Introduction
On August 6, 2007, the Madras High Court in India pronounced its judgment on a writ petition filed by Novartis AG and its subsidiary, Novartis India, challenging the legal validity of Section 3 (d) of the Indian Patents Act (IPA). The provision in Section 3 (d) aims at limiting the scope of patent protection in order to prevent the subsequent patenting of new forms or derivatives of a known substance. The objective of the section is to prevent the ‘evergreening' of patents, a practice followed by pharmaceutical industry players to extend patent monopoly even after the expiry of the original patent.

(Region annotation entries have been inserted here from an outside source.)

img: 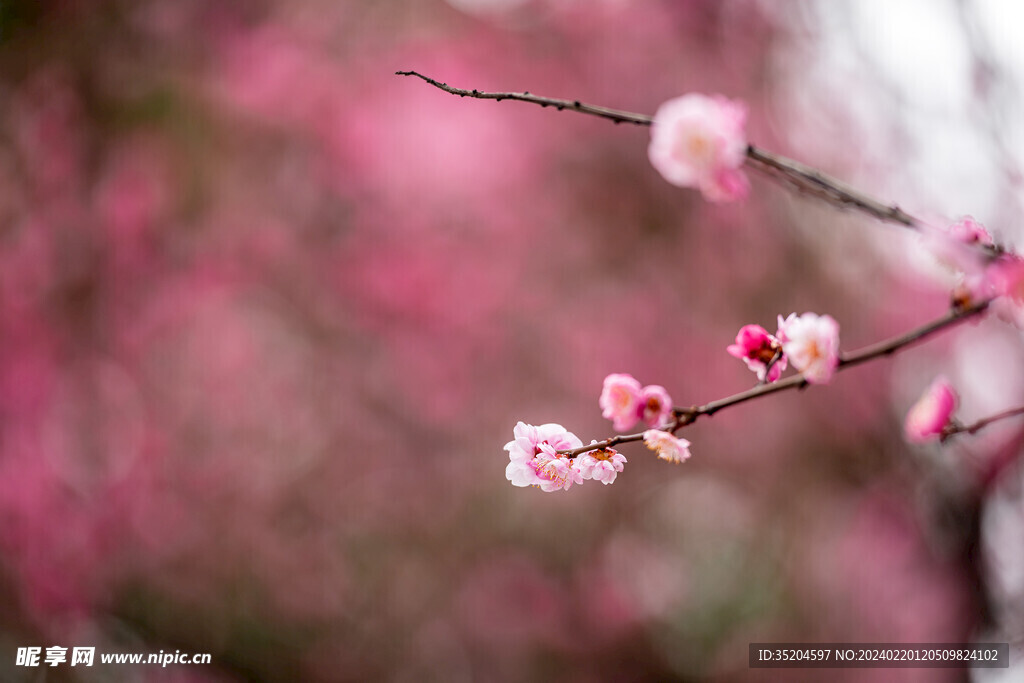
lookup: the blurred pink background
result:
[0,0,1024,682]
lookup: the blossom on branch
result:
[598,373,672,431]
[903,377,956,443]
[775,313,839,384]
[577,448,626,484]
[643,429,690,463]
[946,216,993,246]
[725,325,787,382]
[639,384,672,427]
[505,422,584,493]
[647,93,750,202]
[598,373,643,431]
[985,256,1024,329]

Novartis challenged this provision in the IPA when the Indian Patents Office (IPO) rejected the patent application on its blockbuster cancer drug Glivec. Many viewed this litigation as part of a strategy adopted by global pharmaceuticals to prevent WTO member countries from using the flexibilities available within the TRIPS (Trade Related Aspects of Intellectual Property Rights) Agreement. In the past, pharmaceutical giants resorted to litigation to block measures that would enhance access to medicines. For instance, 37 pharmaceutical companies led by global pharmaceutical giants, including Novartis, initiated proceedings against the South African government in 2000 challenging certain provisions of the country's patent statute. The statute empowers the health minister to issue a compulsory licence to safeguard public health. An international campaign forced the pharmaceutical companies to drop the suit.
Despite national and international campaigns to drop the case, Novartis refused to give up litigation in India. The health ministers of India and Germany, members of the European Parliament, and even US Congressmen were among those who demanded the case be withdrawn. Everyone felt that a legal challenge was unwarranted and that it was an attempt to undermine the political and legal consensus reached through the adoption of the Doha Declaration. However, five years after the adoption of the Doha Declaration, pharmaceutical multinational corporations (MNCs) took the governments of two countries -- India and the Philippines -- to court, challenging the legal and policy measurers to facilitate access to medicines in these countries. This shows that the consensus reached in Doha is not shared by pharmaceutical MNCs.
Post-Doha, using TRIPS flexibilities became the dominant approach to the implementation of the TRIPS Agreement. However, there will be limited success in this strategy in the absence of a vibrant domestic pharmaceuticals industry. India is one of the few developing countries with the potential to use the TRIPS flexibilities to the fullest extent. In other words, India is one of the laboratories where the utility of TRIPS flexibilities can be tested.
The absence of product patents played a critical role in the development of the Indian pharmaceuticals industry. Over the years, it has emerged as a lifeline for the global supply of generic drugs. At present, the Indian pharmaceuticals industry supplies generic drugs to nearly 211 countries, both developing and developed.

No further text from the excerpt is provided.